# Negril.com Message Board Forums > Negril Flashback - Negril throughout the years >  Old Negril Photos

## SANSAN

Came across some old picture of Negril from a website with a collection of photos from Jamaica.
Last one is of the Sundowner.

----------


## Rumlover

Love them!! Who pushed that bus over and why?? I thought it would be there until it rusted away, miss it.

----------


## johng



----------


## stoner5

> 


Now correct me if I am wrong but is not that young bartender Brinsley ? I may have spelt his name wrong. that goes way back.

----------


## Rob

> Now correct me if I am wrong but is not that young bartender Brinsley ? I may have spelt his name wrong. that goes way back.

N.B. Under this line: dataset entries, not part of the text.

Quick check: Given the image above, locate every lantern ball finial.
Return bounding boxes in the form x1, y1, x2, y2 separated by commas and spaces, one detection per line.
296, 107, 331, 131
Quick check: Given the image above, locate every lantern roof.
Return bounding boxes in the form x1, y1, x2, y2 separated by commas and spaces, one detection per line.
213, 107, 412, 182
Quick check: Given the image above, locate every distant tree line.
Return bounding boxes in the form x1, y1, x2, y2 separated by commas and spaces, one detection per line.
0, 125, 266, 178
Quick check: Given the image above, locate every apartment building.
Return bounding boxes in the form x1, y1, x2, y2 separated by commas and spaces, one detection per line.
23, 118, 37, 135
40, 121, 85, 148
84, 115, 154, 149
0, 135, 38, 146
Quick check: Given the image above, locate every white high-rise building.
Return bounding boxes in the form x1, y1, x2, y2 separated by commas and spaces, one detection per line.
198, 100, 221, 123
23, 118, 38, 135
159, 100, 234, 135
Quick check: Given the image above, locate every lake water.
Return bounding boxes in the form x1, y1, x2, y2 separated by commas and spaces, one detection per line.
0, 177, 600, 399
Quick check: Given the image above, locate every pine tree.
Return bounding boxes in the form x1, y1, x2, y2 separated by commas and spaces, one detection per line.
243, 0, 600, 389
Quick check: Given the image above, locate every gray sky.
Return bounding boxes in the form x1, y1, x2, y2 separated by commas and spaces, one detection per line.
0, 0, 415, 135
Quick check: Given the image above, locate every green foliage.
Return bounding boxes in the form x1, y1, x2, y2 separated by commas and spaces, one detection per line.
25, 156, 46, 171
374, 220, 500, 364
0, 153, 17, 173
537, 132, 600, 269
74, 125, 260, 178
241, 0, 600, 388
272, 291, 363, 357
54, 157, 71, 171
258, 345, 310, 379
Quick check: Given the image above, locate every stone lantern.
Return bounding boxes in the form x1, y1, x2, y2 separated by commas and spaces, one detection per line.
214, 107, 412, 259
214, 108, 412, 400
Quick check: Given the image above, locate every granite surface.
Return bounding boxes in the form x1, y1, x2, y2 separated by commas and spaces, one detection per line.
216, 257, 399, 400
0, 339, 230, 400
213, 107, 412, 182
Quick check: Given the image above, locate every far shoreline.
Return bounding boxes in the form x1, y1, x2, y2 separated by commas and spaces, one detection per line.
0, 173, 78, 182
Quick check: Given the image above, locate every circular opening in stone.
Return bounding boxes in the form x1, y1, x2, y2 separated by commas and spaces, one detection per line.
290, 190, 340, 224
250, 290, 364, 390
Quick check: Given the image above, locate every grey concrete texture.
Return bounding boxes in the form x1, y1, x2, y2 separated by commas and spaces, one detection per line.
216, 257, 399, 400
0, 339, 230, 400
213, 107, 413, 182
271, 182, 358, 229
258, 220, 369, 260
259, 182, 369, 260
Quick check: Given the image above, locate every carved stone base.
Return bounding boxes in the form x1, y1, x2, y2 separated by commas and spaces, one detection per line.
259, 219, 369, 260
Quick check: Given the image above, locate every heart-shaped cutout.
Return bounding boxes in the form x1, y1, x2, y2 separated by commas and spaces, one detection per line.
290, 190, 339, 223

Incredibly close, that is Brimsley!

----------


## stoner5

> Incredibly close, that is Brimsley!


Thanks Rob

----------


## Madtown Lady

Villas Negril? Brimsley!

----------


## johng

Madtown Lady: Brimsley Hall Villas Negril circa 1978-1982. Brimsley was "The Man" at the bar at the Villas. I hope that he lives today!!

----------


## original spanky

We would spend the day at villas negril and have lunch and drinks with Brimsley

----------


## johng

Spanky,
Back when The Villas Negril was happening I was staying at Gloria's Sunset Cottages on Negril Beach. Beautiful spot!! So everyday I would walk into town and stop by the bakery "The Bread Basket" which was located in the shopping center below Villas Negril. I would buy some Coco Breads or a Collaloo patty and head up to the pool at the Villas. I would hang all day around the pool drinking Red Stripes and reasoning with Brimsley. There was another bartender / waiter can't remember his name he had a gold tooth and really long pointed sideburns. Can't remember his name but will never forget his face.

----------